Winter condensation!

Phantom

Full Member
Posts
464
Likes
499
It's been our first winter full-timing in our motorhome and it has highlighted a few areas where further insulation was required to prevent condensation which if left would have lead to mould growth too. As we're on electric hook up we are barely using the gas blown heating which would have maybe alleviated some of the issues to some extent but improvements were still needed.
Placing a sheet of 1" polystyrene on the plywood bed base has made up for the cold garage below causing minor condensation. The issue was much worse where the gas locker protrudes under a bench seat but again snug fitting 1" polystyrene resolved that too.
As to be expected really the Sprinter metal cab area is uninsulated apart from the roof and perhaps floor covering if that counts.

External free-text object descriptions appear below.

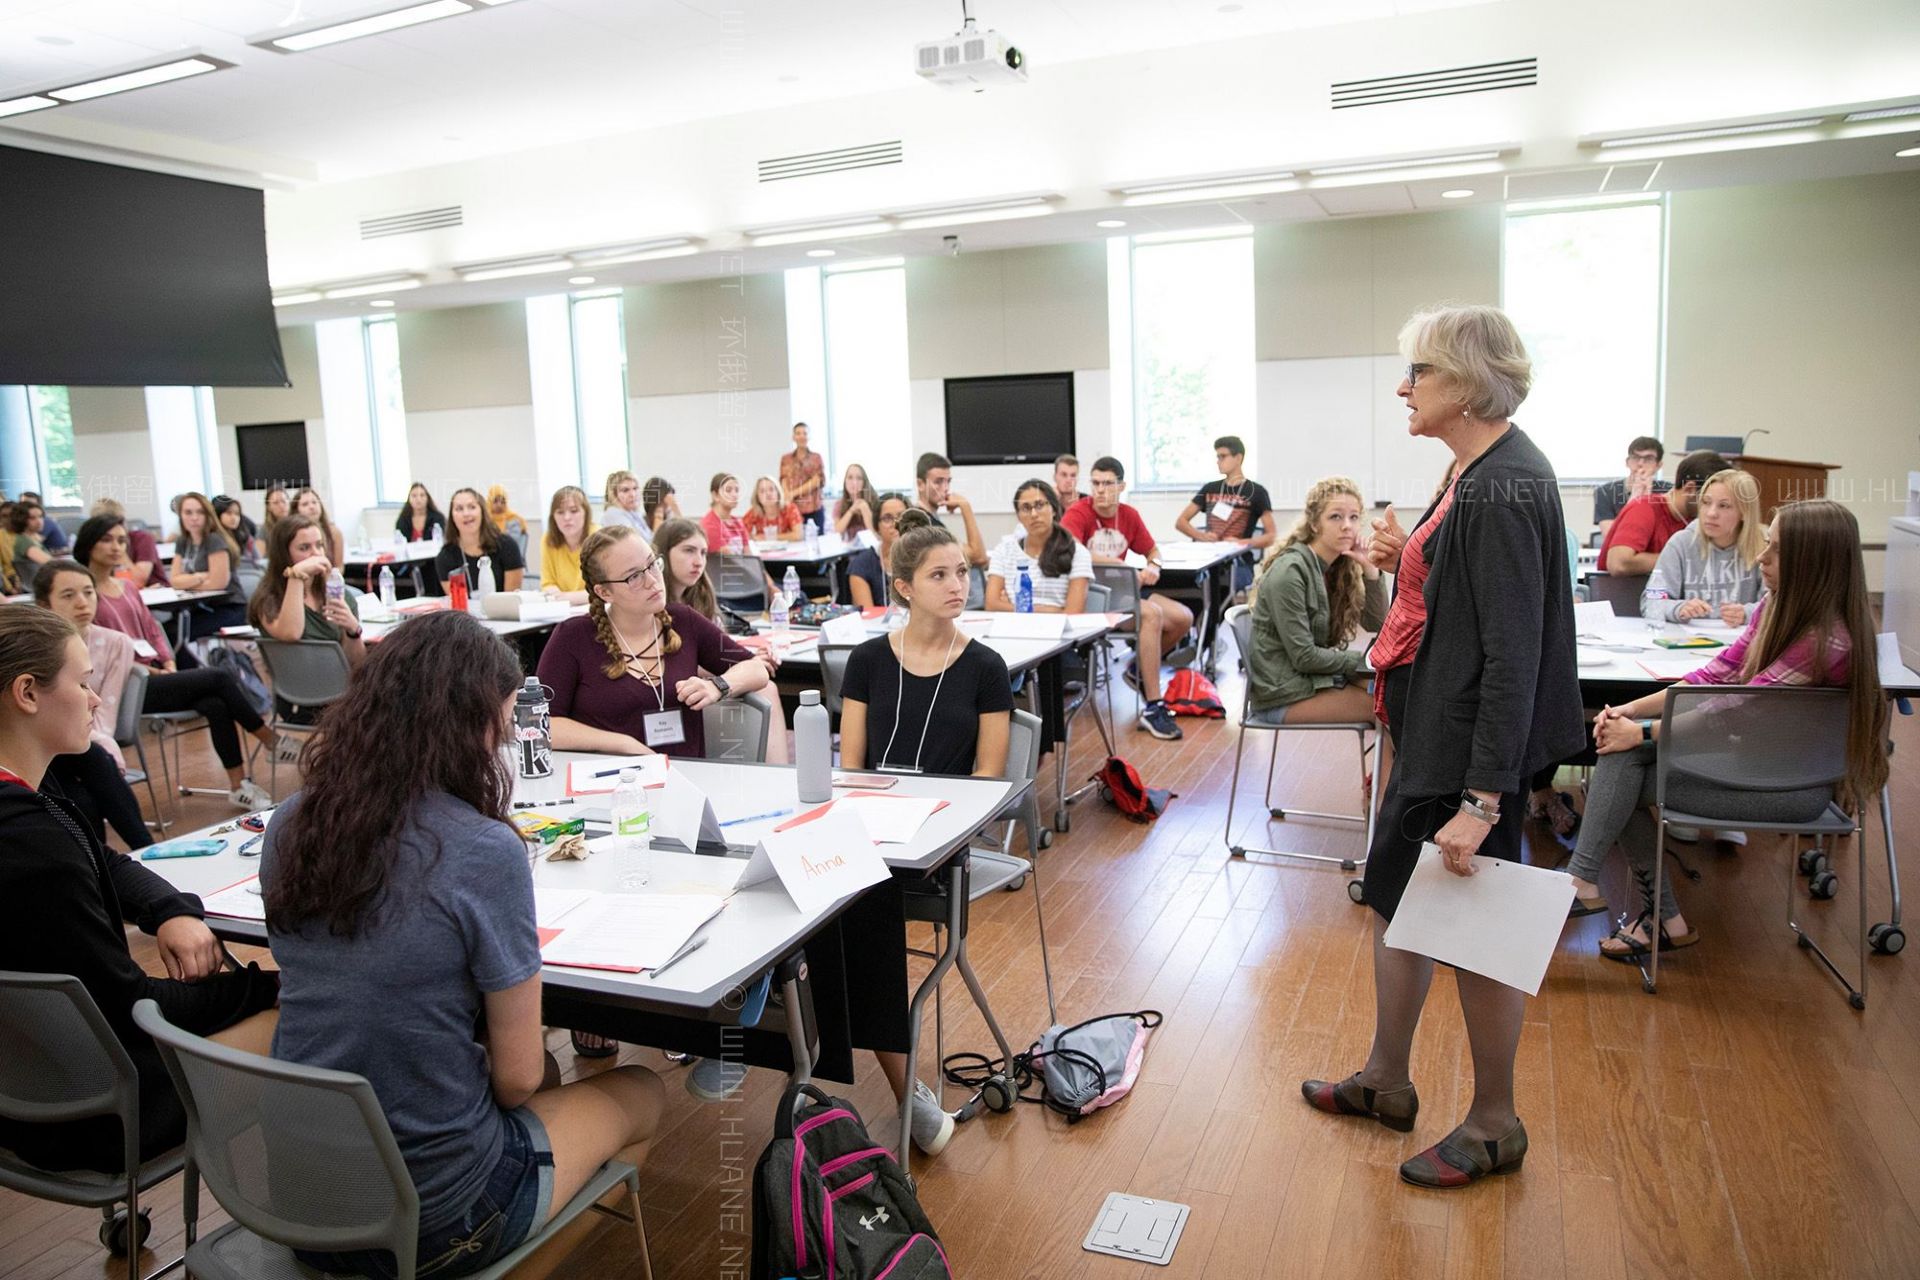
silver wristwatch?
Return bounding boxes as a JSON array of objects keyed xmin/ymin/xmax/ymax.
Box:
[{"xmin": 1458, "ymin": 791, "xmax": 1501, "ymax": 825}]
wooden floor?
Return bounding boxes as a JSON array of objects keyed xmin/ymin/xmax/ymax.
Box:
[{"xmin": 6, "ymin": 653, "xmax": 1920, "ymax": 1280}]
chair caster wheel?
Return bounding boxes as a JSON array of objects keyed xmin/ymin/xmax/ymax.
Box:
[
  {"xmin": 1005, "ymin": 876, "xmax": 1026, "ymax": 892},
  {"xmin": 1797, "ymin": 932, "xmax": 1814, "ymax": 949},
  {"xmin": 1809, "ymin": 871, "xmax": 1839, "ymax": 900},
  {"xmin": 982, "ymin": 1075, "xmax": 1016, "ymax": 1113},
  {"xmin": 1231, "ymin": 846, "xmax": 1246, "ymax": 859},
  {"xmin": 1347, "ymin": 880, "xmax": 1366, "ymax": 905},
  {"xmin": 100, "ymin": 1209, "xmax": 151, "ymax": 1256},
  {"xmin": 1798, "ymin": 848, "xmax": 1826, "ymax": 875},
  {"xmin": 1268, "ymin": 808, "xmax": 1287, "ymax": 821},
  {"xmin": 1850, "ymin": 992, "xmax": 1867, "ymax": 1010},
  {"xmin": 1037, "ymin": 829, "xmax": 1053, "ymax": 850},
  {"xmin": 1642, "ymin": 979, "xmax": 1656, "ymax": 994},
  {"xmin": 1869, "ymin": 923, "xmax": 1906, "ymax": 955},
  {"xmin": 1340, "ymin": 859, "xmax": 1356, "ymax": 872}
]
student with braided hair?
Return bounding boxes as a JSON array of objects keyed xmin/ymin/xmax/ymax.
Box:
[{"xmin": 536, "ymin": 524, "xmax": 768, "ymax": 760}]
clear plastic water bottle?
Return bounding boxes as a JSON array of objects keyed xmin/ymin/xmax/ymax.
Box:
[
  {"xmin": 769, "ymin": 579, "xmax": 790, "ymax": 636},
  {"xmin": 475, "ymin": 554, "xmax": 496, "ymax": 600},
  {"xmin": 324, "ymin": 568, "xmax": 346, "ymax": 607},
  {"xmin": 804, "ymin": 521, "xmax": 819, "ymax": 558},
  {"xmin": 781, "ymin": 565, "xmax": 802, "ymax": 606},
  {"xmin": 1016, "ymin": 563, "xmax": 1034, "ymax": 613},
  {"xmin": 794, "ymin": 690, "xmax": 831, "ymax": 803},
  {"xmin": 378, "ymin": 565, "xmax": 396, "ymax": 611},
  {"xmin": 393, "ymin": 527, "xmax": 405, "ymax": 546},
  {"xmin": 611, "ymin": 767, "xmax": 652, "ymax": 883},
  {"xmin": 513, "ymin": 677, "xmax": 552, "ymax": 778}
]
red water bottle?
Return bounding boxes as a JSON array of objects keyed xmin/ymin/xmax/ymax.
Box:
[{"xmin": 448, "ymin": 568, "xmax": 469, "ymax": 612}]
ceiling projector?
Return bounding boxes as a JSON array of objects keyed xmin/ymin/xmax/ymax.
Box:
[{"xmin": 915, "ymin": 12, "xmax": 1026, "ymax": 91}]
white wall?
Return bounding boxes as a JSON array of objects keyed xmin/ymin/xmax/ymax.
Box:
[{"xmin": 625, "ymin": 387, "xmax": 794, "ymax": 517}]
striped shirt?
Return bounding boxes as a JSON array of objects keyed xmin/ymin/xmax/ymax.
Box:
[{"xmin": 1682, "ymin": 597, "xmax": 1852, "ymax": 689}]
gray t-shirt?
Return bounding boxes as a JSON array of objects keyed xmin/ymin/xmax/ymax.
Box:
[
  {"xmin": 1640, "ymin": 520, "xmax": 1765, "ymax": 622},
  {"xmin": 262, "ymin": 790, "xmax": 542, "ymax": 1229},
  {"xmin": 178, "ymin": 533, "xmax": 246, "ymax": 604}
]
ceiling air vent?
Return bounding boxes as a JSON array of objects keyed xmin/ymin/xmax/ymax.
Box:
[
  {"xmin": 758, "ymin": 141, "xmax": 903, "ymax": 183},
  {"xmin": 1332, "ymin": 58, "xmax": 1537, "ymax": 110},
  {"xmin": 359, "ymin": 205, "xmax": 463, "ymax": 239}
]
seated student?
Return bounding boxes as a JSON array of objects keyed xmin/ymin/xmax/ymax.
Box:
[
  {"xmin": 985, "ymin": 480, "xmax": 1092, "ymax": 614},
  {"xmin": 641, "ymin": 476, "xmax": 680, "ymax": 533},
  {"xmin": 1053, "ymin": 454, "xmax": 1081, "ymax": 512},
  {"xmin": 213, "ymin": 495, "xmax": 263, "ymax": 566},
  {"xmin": 834, "ymin": 463, "xmax": 876, "ymax": 537},
  {"xmin": 655, "ymin": 517, "xmax": 790, "ymax": 766},
  {"xmin": 0, "ymin": 605, "xmax": 278, "ymax": 1177},
  {"xmin": 1565, "ymin": 500, "xmax": 1886, "ymax": 957},
  {"xmin": 393, "ymin": 482, "xmax": 446, "ymax": 544},
  {"xmin": 699, "ymin": 473, "xmax": 751, "ymax": 555},
  {"xmin": 602, "ymin": 470, "xmax": 648, "ymax": 532},
  {"xmin": 248, "ymin": 515, "xmax": 370, "ymax": 724},
  {"xmin": 294, "ymin": 487, "xmax": 347, "ymax": 567},
  {"xmin": 1598, "ymin": 448, "xmax": 1728, "ymax": 576},
  {"xmin": 169, "ymin": 490, "xmax": 250, "ymax": 634},
  {"xmin": 538, "ymin": 525, "xmax": 769, "ymax": 760},
  {"xmin": 436, "ymin": 487, "xmax": 526, "ymax": 593},
  {"xmin": 1245, "ymin": 477, "xmax": 1386, "ymax": 728},
  {"xmin": 20, "ymin": 491, "xmax": 71, "ymax": 555},
  {"xmin": 262, "ymin": 610, "xmax": 663, "ymax": 1280},
  {"xmin": 912, "ymin": 452, "xmax": 987, "ymax": 581},
  {"xmin": 540, "ymin": 485, "xmax": 596, "ymax": 605},
  {"xmin": 847, "ymin": 494, "xmax": 910, "ymax": 609},
  {"xmin": 6, "ymin": 500, "xmax": 54, "ymax": 591},
  {"xmin": 838, "ymin": 509, "xmax": 1011, "ymax": 1154},
  {"xmin": 88, "ymin": 497, "xmax": 168, "ymax": 587},
  {"xmin": 1592, "ymin": 435, "xmax": 1671, "ymax": 540},
  {"xmin": 1641, "ymin": 468, "xmax": 1765, "ymax": 626},
  {"xmin": 1061, "ymin": 456, "xmax": 1197, "ymax": 742},
  {"xmin": 742, "ymin": 474, "xmax": 803, "ymax": 543},
  {"xmin": 488, "ymin": 484, "xmax": 528, "ymax": 544},
  {"xmin": 1173, "ymin": 435, "xmax": 1275, "ymax": 590},
  {"xmin": 76, "ymin": 521, "xmax": 289, "ymax": 807}
]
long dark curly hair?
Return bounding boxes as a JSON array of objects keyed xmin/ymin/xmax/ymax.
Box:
[{"xmin": 263, "ymin": 610, "xmax": 524, "ymax": 938}]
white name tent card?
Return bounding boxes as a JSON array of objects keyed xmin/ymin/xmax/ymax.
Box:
[
  {"xmin": 1573, "ymin": 600, "xmax": 1623, "ymax": 634},
  {"xmin": 820, "ymin": 611, "xmax": 870, "ymax": 646},
  {"xmin": 734, "ymin": 802, "xmax": 889, "ymax": 914},
  {"xmin": 838, "ymin": 792, "xmax": 947, "ymax": 844},
  {"xmin": 989, "ymin": 612, "xmax": 1067, "ymax": 640},
  {"xmin": 648, "ymin": 768, "xmax": 729, "ymax": 851},
  {"xmin": 1382, "ymin": 844, "xmax": 1576, "ymax": 996}
]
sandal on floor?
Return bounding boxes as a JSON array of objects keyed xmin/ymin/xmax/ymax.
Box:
[
  {"xmin": 1600, "ymin": 912, "xmax": 1699, "ymax": 962},
  {"xmin": 570, "ymin": 1030, "xmax": 619, "ymax": 1058}
]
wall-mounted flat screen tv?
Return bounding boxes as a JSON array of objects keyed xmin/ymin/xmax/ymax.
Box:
[
  {"xmin": 943, "ymin": 372, "xmax": 1075, "ymax": 465},
  {"xmin": 235, "ymin": 422, "xmax": 309, "ymax": 492}
]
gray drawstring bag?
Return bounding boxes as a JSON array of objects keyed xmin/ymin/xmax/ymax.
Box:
[{"xmin": 1032, "ymin": 1011, "xmax": 1162, "ymax": 1122}]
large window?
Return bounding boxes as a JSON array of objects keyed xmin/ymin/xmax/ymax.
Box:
[
  {"xmin": 1114, "ymin": 228, "xmax": 1255, "ymax": 489},
  {"xmin": 362, "ymin": 315, "xmax": 412, "ymax": 504},
  {"xmin": 144, "ymin": 386, "xmax": 223, "ymax": 513},
  {"xmin": 25, "ymin": 385, "xmax": 77, "ymax": 506},
  {"xmin": 569, "ymin": 292, "xmax": 631, "ymax": 485},
  {"xmin": 1503, "ymin": 198, "xmax": 1666, "ymax": 479},
  {"xmin": 786, "ymin": 262, "xmax": 911, "ymax": 491}
]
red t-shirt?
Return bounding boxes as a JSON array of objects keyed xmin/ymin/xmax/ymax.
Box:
[
  {"xmin": 1598, "ymin": 492, "xmax": 1686, "ymax": 566},
  {"xmin": 700, "ymin": 511, "xmax": 750, "ymax": 553},
  {"xmin": 1368, "ymin": 480, "xmax": 1457, "ymax": 727},
  {"xmin": 743, "ymin": 505, "xmax": 801, "ymax": 540},
  {"xmin": 1061, "ymin": 499, "xmax": 1155, "ymax": 561}
]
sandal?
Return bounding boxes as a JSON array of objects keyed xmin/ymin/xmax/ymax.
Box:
[
  {"xmin": 1600, "ymin": 911, "xmax": 1700, "ymax": 962},
  {"xmin": 570, "ymin": 1030, "xmax": 619, "ymax": 1058},
  {"xmin": 1527, "ymin": 790, "xmax": 1581, "ymax": 839}
]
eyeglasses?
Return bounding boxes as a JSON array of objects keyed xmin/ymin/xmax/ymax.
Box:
[
  {"xmin": 1015, "ymin": 501, "xmax": 1054, "ymax": 516},
  {"xmin": 1628, "ymin": 452, "xmax": 1661, "ymax": 465},
  {"xmin": 878, "ymin": 513, "xmax": 900, "ymax": 526},
  {"xmin": 606, "ymin": 557, "xmax": 664, "ymax": 589},
  {"xmin": 1405, "ymin": 362, "xmax": 1434, "ymax": 387}
]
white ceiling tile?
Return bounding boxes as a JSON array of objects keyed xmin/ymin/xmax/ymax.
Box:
[
  {"xmin": 1502, "ymin": 167, "xmax": 1605, "ymax": 199},
  {"xmin": 1309, "ymin": 184, "xmax": 1415, "ymax": 215}
]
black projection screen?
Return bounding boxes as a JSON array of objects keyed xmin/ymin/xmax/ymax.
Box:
[
  {"xmin": 0, "ymin": 144, "xmax": 287, "ymax": 388},
  {"xmin": 943, "ymin": 372, "xmax": 1076, "ymax": 465}
]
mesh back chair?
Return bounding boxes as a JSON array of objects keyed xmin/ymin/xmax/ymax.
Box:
[
  {"xmin": 819, "ymin": 642, "xmax": 858, "ymax": 716},
  {"xmin": 254, "ymin": 640, "xmax": 352, "ymax": 798},
  {"xmin": 1221, "ymin": 606, "xmax": 1377, "ymax": 901},
  {"xmin": 1089, "ymin": 564, "xmax": 1144, "ymax": 721},
  {"xmin": 709, "ymin": 553, "xmax": 769, "ymax": 613},
  {"xmin": 114, "ymin": 665, "xmax": 170, "ymax": 832},
  {"xmin": 702, "ymin": 690, "xmax": 774, "ymax": 763},
  {"xmin": 0, "ymin": 973, "xmax": 191, "ymax": 1279},
  {"xmin": 1583, "ymin": 570, "xmax": 1650, "ymax": 618},
  {"xmin": 131, "ymin": 1001, "xmax": 652, "ymax": 1280},
  {"xmin": 1643, "ymin": 685, "xmax": 1874, "ymax": 1007}
]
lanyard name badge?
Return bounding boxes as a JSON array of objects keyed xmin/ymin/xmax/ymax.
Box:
[
  {"xmin": 614, "ymin": 619, "xmax": 686, "ymax": 747},
  {"xmin": 1206, "ymin": 480, "xmax": 1243, "ymax": 530},
  {"xmin": 876, "ymin": 628, "xmax": 958, "ymax": 775}
]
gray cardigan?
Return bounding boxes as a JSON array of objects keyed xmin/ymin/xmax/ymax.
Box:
[
  {"xmin": 1247, "ymin": 542, "xmax": 1388, "ymax": 711},
  {"xmin": 1382, "ymin": 426, "xmax": 1586, "ymax": 797}
]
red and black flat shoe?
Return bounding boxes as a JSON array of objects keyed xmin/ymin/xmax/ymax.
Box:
[
  {"xmin": 1300, "ymin": 1072, "xmax": 1418, "ymax": 1133},
  {"xmin": 1400, "ymin": 1119, "xmax": 1528, "ymax": 1188}
]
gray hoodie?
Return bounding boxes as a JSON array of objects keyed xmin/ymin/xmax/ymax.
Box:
[{"xmin": 1640, "ymin": 520, "xmax": 1763, "ymax": 621}]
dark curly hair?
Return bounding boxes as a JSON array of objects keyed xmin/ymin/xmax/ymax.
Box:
[{"xmin": 263, "ymin": 609, "xmax": 524, "ymax": 938}]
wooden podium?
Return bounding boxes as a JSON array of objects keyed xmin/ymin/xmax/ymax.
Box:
[{"xmin": 1728, "ymin": 455, "xmax": 1840, "ymax": 521}]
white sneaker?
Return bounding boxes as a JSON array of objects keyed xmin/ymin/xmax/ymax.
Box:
[
  {"xmin": 1714, "ymin": 829, "xmax": 1748, "ymax": 848},
  {"xmin": 229, "ymin": 780, "xmax": 273, "ymax": 811},
  {"xmin": 909, "ymin": 1081, "xmax": 955, "ymax": 1156},
  {"xmin": 1667, "ymin": 824, "xmax": 1701, "ymax": 844}
]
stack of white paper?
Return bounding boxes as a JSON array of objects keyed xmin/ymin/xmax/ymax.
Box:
[
  {"xmin": 200, "ymin": 877, "xmax": 266, "ymax": 921},
  {"xmin": 539, "ymin": 892, "xmax": 728, "ymax": 973}
]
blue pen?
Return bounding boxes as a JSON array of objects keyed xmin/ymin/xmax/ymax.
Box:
[{"xmin": 719, "ymin": 807, "xmax": 795, "ymax": 828}]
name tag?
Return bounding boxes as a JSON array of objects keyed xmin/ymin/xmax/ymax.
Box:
[
  {"xmin": 1210, "ymin": 500, "xmax": 1236, "ymax": 524},
  {"xmin": 132, "ymin": 639, "xmax": 159, "ymax": 660},
  {"xmin": 643, "ymin": 710, "xmax": 686, "ymax": 747}
]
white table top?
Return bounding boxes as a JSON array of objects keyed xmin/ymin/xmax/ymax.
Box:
[
  {"xmin": 1156, "ymin": 541, "xmax": 1257, "ymax": 572},
  {"xmin": 1572, "ymin": 613, "xmax": 1920, "ymax": 695},
  {"xmin": 344, "ymin": 541, "xmax": 444, "ymax": 566},
  {"xmin": 137, "ymin": 586, "xmax": 229, "ymax": 608},
  {"xmin": 145, "ymin": 755, "xmax": 1019, "ymax": 1010},
  {"xmin": 754, "ymin": 539, "xmax": 857, "ymax": 564},
  {"xmin": 767, "ymin": 611, "xmax": 1117, "ymax": 673},
  {"xmin": 359, "ymin": 597, "xmax": 587, "ymax": 642}
]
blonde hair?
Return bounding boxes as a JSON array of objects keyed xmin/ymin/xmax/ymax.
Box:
[
  {"xmin": 580, "ymin": 525, "xmax": 680, "ymax": 679},
  {"xmin": 1698, "ymin": 469, "xmax": 1764, "ymax": 569},
  {"xmin": 749, "ymin": 475, "xmax": 785, "ymax": 520},
  {"xmin": 1258, "ymin": 476, "xmax": 1370, "ymax": 645},
  {"xmin": 1398, "ymin": 304, "xmax": 1532, "ymax": 421},
  {"xmin": 603, "ymin": 470, "xmax": 638, "ymax": 508}
]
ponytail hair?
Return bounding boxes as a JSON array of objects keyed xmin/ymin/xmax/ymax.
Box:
[
  {"xmin": 887, "ymin": 508, "xmax": 957, "ymax": 606},
  {"xmin": 1012, "ymin": 479, "xmax": 1076, "ymax": 579}
]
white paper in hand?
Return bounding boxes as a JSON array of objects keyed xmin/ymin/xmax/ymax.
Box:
[
  {"xmin": 735, "ymin": 802, "xmax": 888, "ymax": 913},
  {"xmin": 1381, "ymin": 844, "xmax": 1576, "ymax": 995}
]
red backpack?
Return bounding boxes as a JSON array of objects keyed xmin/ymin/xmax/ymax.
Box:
[
  {"xmin": 1162, "ymin": 668, "xmax": 1225, "ymax": 718},
  {"xmin": 1092, "ymin": 757, "xmax": 1176, "ymax": 823}
]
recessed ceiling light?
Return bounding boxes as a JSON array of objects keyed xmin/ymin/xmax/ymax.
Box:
[
  {"xmin": 369, "ymin": 299, "xmax": 395, "ymax": 308},
  {"xmin": 0, "ymin": 95, "xmax": 59, "ymax": 118},
  {"xmin": 1096, "ymin": 218, "xmax": 1127, "ymax": 228},
  {"xmin": 36, "ymin": 35, "xmax": 73, "ymax": 46},
  {"xmin": 568, "ymin": 275, "xmax": 596, "ymax": 285},
  {"xmin": 321, "ymin": 275, "xmax": 424, "ymax": 299},
  {"xmin": 1898, "ymin": 145, "xmax": 1920, "ymax": 158},
  {"xmin": 34, "ymin": 53, "xmax": 233, "ymax": 105},
  {"xmin": 253, "ymin": 0, "xmax": 493, "ymax": 53},
  {"xmin": 456, "ymin": 255, "xmax": 576, "ymax": 282},
  {"xmin": 748, "ymin": 218, "xmax": 894, "ymax": 247},
  {"xmin": 1440, "ymin": 188, "xmax": 1475, "ymax": 199},
  {"xmin": 806, "ymin": 249, "xmax": 836, "ymax": 258}
]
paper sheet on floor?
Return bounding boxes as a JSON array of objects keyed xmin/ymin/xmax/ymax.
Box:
[{"xmin": 1381, "ymin": 845, "xmax": 1576, "ymax": 995}]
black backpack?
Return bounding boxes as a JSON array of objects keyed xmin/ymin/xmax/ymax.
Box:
[{"xmin": 752, "ymin": 1082, "xmax": 951, "ymax": 1280}]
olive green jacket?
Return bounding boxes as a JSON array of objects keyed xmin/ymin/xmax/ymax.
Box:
[{"xmin": 1246, "ymin": 542, "xmax": 1387, "ymax": 711}]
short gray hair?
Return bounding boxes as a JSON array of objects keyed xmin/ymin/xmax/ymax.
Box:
[{"xmin": 1398, "ymin": 304, "xmax": 1532, "ymax": 421}]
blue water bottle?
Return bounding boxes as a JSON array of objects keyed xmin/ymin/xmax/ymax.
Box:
[{"xmin": 1016, "ymin": 564, "xmax": 1034, "ymax": 613}]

But there are two remaining areas where I'd like to make improvements. The main one is to somehow insulate the footwells to prevent condensation forming there daily which runs down under the flooring to remain trapped and potentially rot the floor. I removed the factory fitted plastic/foam flooring and the entire floor was soaking wet. Even though the metal floor has bitumen like sheeting bonded to most of it there was signs of mild rust in one area. I guess that many campervans and motorhomes also have this issue in winter but it just goes unnoticed? Condensation also forms on the inner door skins which would have also gone unnoticed if it weren't for the storage compartments which revealed it.
So I guess that the solution to all is to bond some form of flexible snug fitting insulation to those internal areas? Any ideas?
 
Hi ya,
VENTILATION & Movement of air in general is the key in my experience !.
Slays are better under the mattress & Cushions than Board.
Leave Dash vent on Open To Outside to help with Cab windows. Crack open Rooftop Vent, make sure Floor is vented as well I know I know it’s a wonder how the Blinking hell you get the area warm isn’t it, But it’s about ‘Balance’
14AD42B4-3C62-480B-9106-7F4C4C1AFAF0.jpeg

Don’t know if you can make it out, but I’ve actually got a Floor vent in my Garage Locker Under the bed, Then Slats Under my Mattress that allows free air movement
 
Last edited:
AS NZ has posted, getting air circulating is a good idea, and as you yourselves have noted not having the blown air running makes some areas worse.
My concern with what you've done, polystyrene is not vapour tight, so whilst it may have slowed vapour transfer down into garage it won't have stopped it, this is why if speccing a van again I'd bit the bullet and have the electric element combi.
When we use electric heater in van we put it in the cab area, my hope being it keeps that area warm and stops condensation.
For the doors, you need to stick on closed cell insulation, if you google it you should get results
 
I have to agree with NZ, it really sounds like you are lacking ventilation so are not addressing the cause

Froli might be more suitable for your bed base

 
Last edited:
My concern with what you've done, polystyrene is not vapour tight, so whilst it may have slowed vapour transfer down into garage it won't have stopped it, this is why if speccing a van again I'd bit the bullet and have the electric element combi.
When we use electric heater in van we put it in the cab area, my hope being it keeps that area warm and stops condensation.
For the doors, you need to stick on closed cell insulation, if you google it you should get results
Foil backed insulation board was my preference but it was out of stock so I used polystyrene.
Maybe the wamer inside, greater temp difference so worse condensation?
I guess that 10mm closed cell foam would maybe resolve the footwell and door issue in either self adhesive or foil backed?
 
My new works van has horrible condensation in the back, previous had no problem and as far as I can tell the only difference between new and old is that this bulk head is not vented so minimal air exchange in the back
 
I know it’s not a great picture but I’ve tried to do something to demonstrate my point.
I put the Gas hob on & Boiled the Kettle with ALL Doors, Windows & Vents SHUT, I Then put the Kettle steam on the window that of course results in Condensation, Now I’ve JUST opened the Dash Vents with No Engine Running, No Heater on, Keys aren’t even in ignition, but by the time I’ve Packed away & had a slurp of Coffee-
35999F3B-737C-4FE8-8502-38153E917ECF.jpeg

Can you see the bottom of the window by the vents clearing already ?
image.jpg


(Yes I’ve now re opened ALL My Vents again now)
 
I guess that 10mm closed cell foam would maybe resolve the footwell and door issue in either self adhesive or foil backed?

The problem with using that on the floor, is that it probably won't stand up to a lot of being walked on, but I guess better than nothing.
 
The problem with using that on the floor, is that it probably won't stand up to a lot of being walked on, but I guess better than nothing.
Not really any problem as it's only under the pedals and where the jack lives on the floor area, the main mat is really tough anyway.